ほんと言うとオレ、京子ねーさんが松井さんと付き合ってるって知っても、そんなに驚かなかった。そりゃ見た目は美女と野獣っていうか、美女と珍獣なんだけど。松井さんを知ってる人なら、きっと同じなんじゃないかな。
気が強い京子ねーさんは、その分いっぱい努力してる。文句を言うだけの演技をするし、アクションの多い二階堂の舞台を勤め上げる、女性には辛いはずのスタミナを保つことにも余念がない。ジム通って鍛えた身体は、グラマラスなだけじゃないんだ。元からある才能に、出来る限りの努力をするから、椿京子は最強なわけで。
きっとさ、京子ねーさんが最強でいられるのは、松井さんがいるからなんだと思うんだ。オレには宏之がいてくれるみたいに。
「じゃあ、ねーさんは?」
「何が」
「一番欲しいもの!」
「金持ちでセックスが上手くて、私に惚れてるけど干渉しない、イケメンの男」
さらっと言ってのける。
「絶対に罰当たるよ、京子姉」
「古いこと言うじゃない?」
こんな優しい彼氏がいるのに、そんなこと言って!も〜。松井さんも笑ってる場合じゃないでしょうが。

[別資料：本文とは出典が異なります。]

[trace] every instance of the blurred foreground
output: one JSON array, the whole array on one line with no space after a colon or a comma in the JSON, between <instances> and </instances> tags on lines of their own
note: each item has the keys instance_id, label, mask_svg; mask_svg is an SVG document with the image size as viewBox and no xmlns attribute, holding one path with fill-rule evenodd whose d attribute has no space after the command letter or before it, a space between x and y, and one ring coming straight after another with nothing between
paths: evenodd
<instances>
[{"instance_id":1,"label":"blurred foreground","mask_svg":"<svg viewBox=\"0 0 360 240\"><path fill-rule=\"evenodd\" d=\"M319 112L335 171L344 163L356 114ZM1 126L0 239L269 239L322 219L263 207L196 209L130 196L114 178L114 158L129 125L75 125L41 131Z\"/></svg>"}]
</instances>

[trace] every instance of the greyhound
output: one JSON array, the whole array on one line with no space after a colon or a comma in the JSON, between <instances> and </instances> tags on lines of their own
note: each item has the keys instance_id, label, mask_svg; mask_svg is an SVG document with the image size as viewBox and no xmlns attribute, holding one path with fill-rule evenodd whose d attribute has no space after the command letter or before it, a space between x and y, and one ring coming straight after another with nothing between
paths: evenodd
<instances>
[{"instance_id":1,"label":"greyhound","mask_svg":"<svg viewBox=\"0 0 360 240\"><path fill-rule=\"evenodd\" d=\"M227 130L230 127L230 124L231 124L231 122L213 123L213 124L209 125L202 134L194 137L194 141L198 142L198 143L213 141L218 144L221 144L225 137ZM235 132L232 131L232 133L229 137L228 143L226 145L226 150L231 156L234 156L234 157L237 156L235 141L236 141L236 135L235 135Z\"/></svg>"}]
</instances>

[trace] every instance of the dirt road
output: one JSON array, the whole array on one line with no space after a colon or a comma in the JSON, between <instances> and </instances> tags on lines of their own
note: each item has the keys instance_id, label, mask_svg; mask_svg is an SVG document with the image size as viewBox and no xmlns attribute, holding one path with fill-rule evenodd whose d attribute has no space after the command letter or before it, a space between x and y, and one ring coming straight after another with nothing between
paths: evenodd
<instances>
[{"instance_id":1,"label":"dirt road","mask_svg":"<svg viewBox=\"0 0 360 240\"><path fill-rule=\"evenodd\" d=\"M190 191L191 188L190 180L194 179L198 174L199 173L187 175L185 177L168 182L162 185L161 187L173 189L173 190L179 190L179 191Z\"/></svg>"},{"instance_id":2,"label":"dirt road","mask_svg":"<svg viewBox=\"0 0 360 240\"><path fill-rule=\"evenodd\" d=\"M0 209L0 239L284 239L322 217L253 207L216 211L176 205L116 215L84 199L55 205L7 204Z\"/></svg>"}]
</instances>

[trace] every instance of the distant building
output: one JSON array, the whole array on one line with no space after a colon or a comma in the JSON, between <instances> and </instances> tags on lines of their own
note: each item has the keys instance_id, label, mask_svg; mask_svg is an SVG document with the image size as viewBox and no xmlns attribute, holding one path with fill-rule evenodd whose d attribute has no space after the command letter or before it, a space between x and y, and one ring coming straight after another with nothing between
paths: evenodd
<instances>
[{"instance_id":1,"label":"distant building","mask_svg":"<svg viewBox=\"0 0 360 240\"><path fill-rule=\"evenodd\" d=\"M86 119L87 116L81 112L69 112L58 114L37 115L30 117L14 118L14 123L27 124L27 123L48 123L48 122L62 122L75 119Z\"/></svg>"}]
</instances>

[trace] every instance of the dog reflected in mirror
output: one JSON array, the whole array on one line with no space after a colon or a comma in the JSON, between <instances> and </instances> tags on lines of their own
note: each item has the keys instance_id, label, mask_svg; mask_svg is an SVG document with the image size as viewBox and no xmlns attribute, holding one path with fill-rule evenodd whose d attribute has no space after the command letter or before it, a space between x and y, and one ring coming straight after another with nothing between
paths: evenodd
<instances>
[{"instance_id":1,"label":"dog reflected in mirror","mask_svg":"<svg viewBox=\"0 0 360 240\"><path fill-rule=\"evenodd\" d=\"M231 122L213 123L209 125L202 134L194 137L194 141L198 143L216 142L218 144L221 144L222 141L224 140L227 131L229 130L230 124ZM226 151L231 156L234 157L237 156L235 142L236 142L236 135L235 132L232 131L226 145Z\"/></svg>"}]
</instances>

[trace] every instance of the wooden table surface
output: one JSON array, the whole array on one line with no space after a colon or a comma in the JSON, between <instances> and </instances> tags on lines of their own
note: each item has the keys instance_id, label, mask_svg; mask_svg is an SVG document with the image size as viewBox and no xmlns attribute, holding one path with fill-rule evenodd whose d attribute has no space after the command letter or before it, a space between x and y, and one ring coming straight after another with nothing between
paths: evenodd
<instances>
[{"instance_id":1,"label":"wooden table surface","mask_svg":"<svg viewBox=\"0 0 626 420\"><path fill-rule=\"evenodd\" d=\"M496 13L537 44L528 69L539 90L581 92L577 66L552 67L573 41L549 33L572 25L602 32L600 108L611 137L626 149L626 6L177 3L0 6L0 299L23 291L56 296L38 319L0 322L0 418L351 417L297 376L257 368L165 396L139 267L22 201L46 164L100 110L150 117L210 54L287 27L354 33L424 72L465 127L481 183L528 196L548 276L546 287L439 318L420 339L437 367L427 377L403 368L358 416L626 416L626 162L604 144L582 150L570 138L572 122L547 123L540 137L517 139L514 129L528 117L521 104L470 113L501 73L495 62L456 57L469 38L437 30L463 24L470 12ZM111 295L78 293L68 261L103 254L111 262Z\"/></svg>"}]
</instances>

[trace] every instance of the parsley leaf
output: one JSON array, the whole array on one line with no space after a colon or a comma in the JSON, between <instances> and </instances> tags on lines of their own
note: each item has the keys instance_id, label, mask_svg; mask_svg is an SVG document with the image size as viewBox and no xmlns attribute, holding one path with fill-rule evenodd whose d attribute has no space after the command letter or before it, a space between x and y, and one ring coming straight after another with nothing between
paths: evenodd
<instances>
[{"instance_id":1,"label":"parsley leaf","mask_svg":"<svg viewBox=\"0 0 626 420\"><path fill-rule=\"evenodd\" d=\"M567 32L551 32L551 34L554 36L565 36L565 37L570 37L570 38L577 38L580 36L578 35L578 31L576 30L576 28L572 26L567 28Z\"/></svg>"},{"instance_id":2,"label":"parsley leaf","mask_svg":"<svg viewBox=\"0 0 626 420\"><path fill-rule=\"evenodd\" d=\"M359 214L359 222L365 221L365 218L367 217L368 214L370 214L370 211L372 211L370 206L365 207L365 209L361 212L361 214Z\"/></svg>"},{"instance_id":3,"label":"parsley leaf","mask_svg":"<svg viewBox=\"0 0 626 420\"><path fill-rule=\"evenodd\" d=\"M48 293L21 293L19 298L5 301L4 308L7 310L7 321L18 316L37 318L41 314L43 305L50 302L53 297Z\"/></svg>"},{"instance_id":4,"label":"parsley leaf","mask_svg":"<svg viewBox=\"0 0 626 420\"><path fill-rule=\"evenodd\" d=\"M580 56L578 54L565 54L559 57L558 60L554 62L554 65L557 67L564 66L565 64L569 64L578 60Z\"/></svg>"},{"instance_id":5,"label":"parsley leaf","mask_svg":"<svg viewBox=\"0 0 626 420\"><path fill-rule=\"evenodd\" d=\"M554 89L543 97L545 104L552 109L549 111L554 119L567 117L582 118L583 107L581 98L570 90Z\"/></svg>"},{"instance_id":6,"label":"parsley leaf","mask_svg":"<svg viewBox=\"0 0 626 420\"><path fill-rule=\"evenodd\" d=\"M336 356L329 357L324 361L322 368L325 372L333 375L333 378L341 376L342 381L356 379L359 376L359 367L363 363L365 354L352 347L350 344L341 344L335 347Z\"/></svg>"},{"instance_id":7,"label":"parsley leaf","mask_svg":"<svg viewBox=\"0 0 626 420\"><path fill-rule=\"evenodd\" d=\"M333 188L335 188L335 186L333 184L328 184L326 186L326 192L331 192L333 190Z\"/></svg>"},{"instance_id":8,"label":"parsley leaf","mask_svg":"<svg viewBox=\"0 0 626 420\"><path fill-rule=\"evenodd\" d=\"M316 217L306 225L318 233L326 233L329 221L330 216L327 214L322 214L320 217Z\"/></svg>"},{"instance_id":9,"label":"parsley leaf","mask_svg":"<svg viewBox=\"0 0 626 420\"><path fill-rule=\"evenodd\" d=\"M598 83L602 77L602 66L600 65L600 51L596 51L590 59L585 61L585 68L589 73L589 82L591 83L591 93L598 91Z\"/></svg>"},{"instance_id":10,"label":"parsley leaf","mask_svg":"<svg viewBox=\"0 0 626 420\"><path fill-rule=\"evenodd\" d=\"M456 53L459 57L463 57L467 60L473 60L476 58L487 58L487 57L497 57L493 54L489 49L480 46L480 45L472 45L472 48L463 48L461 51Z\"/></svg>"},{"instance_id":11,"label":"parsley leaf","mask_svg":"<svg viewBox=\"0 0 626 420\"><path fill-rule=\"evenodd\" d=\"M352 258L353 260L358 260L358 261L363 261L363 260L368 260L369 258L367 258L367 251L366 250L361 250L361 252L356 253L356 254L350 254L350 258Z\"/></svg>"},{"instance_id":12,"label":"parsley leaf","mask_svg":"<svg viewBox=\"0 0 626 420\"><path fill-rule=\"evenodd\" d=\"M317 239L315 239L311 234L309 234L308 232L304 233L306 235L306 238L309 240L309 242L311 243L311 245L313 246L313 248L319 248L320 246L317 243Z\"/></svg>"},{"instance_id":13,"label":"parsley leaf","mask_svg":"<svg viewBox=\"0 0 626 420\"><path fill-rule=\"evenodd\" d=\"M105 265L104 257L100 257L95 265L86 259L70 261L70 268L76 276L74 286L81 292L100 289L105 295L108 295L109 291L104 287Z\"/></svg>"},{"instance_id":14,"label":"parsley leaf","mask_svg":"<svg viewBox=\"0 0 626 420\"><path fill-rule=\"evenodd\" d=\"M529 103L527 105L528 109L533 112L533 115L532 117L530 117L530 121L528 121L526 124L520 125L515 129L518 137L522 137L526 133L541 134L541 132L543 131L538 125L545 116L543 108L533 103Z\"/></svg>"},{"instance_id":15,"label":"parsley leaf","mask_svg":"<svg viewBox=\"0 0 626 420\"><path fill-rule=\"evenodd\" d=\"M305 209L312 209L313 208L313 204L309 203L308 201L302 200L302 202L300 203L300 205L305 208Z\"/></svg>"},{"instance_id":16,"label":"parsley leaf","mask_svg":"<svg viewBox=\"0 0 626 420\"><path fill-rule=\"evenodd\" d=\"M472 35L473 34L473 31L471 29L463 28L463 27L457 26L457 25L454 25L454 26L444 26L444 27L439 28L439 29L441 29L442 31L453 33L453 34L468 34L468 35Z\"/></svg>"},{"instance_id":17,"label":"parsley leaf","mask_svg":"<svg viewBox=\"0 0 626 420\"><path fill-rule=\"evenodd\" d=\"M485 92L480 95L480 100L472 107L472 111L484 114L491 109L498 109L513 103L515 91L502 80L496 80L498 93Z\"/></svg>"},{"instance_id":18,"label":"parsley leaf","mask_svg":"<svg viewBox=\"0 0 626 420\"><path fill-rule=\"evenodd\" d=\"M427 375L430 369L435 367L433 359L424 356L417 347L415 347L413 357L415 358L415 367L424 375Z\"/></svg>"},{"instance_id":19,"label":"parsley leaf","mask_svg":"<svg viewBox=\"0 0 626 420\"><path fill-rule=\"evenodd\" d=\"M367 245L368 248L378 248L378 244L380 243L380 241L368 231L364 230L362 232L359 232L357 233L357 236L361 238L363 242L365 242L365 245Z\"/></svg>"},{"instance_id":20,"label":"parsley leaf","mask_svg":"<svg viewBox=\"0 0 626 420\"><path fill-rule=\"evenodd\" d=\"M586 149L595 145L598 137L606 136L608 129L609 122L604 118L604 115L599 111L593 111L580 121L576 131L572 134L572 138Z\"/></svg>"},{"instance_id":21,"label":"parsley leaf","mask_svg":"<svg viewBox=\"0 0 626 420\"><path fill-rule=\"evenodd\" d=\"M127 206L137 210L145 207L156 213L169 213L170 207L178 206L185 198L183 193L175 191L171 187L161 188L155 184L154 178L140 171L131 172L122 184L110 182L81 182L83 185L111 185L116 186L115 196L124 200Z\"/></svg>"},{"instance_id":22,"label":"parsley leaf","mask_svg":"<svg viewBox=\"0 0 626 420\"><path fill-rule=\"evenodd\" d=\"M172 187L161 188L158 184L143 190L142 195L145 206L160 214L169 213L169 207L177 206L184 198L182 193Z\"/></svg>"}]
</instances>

京子ねーさんは手を止めないまま、他のメンバーに「あんた達は?」と聞いてくれるけど。
「欲しいものかあ〜…金?」
「休みかなあ。バイトやめてもっと楽になるかと思ってたのにさあ」
「そうだよな。海外旅行とかしてえなあ」
「それ、ヒマと金と両方じゃん」
なんて。どいつもこいつも役に立たない。溜息をつくオレに、口元を吊り上げた京子ねーさんは「アテが外れた?」と話しかける。
「ん〜…」
はぐらかしたけど。椿サマは容赦なかった。
「宏之でしょ」
「う……」
「クリスマスプレゼントでしょ?ハッキリ言いな」
「…そう。まだなんも買ってない」
正直に言うと、彼女は勝ち誇った顔でにんまり笑った。他のスタッフがちょっと驚いたようにオレを見てる。

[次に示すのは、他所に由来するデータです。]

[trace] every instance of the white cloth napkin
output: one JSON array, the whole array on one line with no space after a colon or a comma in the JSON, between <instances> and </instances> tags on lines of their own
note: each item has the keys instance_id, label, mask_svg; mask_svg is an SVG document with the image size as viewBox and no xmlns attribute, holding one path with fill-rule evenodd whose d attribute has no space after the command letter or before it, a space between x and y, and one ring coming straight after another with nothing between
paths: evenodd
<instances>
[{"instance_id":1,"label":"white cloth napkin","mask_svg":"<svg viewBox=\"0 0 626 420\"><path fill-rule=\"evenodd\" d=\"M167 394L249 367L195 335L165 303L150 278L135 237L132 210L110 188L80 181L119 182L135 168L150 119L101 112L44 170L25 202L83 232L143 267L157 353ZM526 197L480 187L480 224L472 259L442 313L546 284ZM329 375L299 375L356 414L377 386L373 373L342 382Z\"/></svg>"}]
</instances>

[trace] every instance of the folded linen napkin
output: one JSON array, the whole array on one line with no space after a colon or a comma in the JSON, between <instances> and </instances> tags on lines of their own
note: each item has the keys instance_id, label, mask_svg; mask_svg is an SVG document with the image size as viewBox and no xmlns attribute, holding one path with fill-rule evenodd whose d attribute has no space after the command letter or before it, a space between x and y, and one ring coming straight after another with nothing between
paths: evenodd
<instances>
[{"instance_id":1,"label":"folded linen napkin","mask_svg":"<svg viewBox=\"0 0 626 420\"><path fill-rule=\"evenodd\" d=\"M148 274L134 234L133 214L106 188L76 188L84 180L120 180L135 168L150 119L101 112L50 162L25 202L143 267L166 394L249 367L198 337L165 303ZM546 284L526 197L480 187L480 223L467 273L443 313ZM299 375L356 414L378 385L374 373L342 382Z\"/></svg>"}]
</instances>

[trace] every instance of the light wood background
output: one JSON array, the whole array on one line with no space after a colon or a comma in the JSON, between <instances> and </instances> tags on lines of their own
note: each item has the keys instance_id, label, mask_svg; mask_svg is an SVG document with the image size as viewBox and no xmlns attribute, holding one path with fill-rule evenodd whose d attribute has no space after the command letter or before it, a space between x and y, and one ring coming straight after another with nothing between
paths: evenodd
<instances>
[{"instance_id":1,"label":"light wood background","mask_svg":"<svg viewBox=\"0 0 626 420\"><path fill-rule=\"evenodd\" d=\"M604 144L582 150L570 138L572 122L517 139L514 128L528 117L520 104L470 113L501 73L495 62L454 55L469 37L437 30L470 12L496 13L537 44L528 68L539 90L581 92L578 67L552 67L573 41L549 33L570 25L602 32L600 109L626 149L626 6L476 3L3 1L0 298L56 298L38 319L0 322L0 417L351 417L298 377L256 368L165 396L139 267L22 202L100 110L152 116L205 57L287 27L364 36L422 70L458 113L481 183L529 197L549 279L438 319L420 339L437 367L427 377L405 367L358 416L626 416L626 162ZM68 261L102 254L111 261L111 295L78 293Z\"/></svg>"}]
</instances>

「だってさあ…なに買えばいいんだか、わかんないんだよ」
いじけて言うと、オマエがあ?と意外そうな顔をされた。
「オマエそういうの気にしなさそうじゃん」
「つーか、独り身に聞くな!嫌がらせか!」
「宏之だろ〜?なんか言ってたか?」
「知らねーよ。アイツ物欲なさそうだし」
一応考えてくれるけど。誰も知らないみたいで、実りのある答えはなかった。
「え〜〜…結構アテにしてたんだけど」
がっかりするオレに、松井さんが笑いかけてくれる。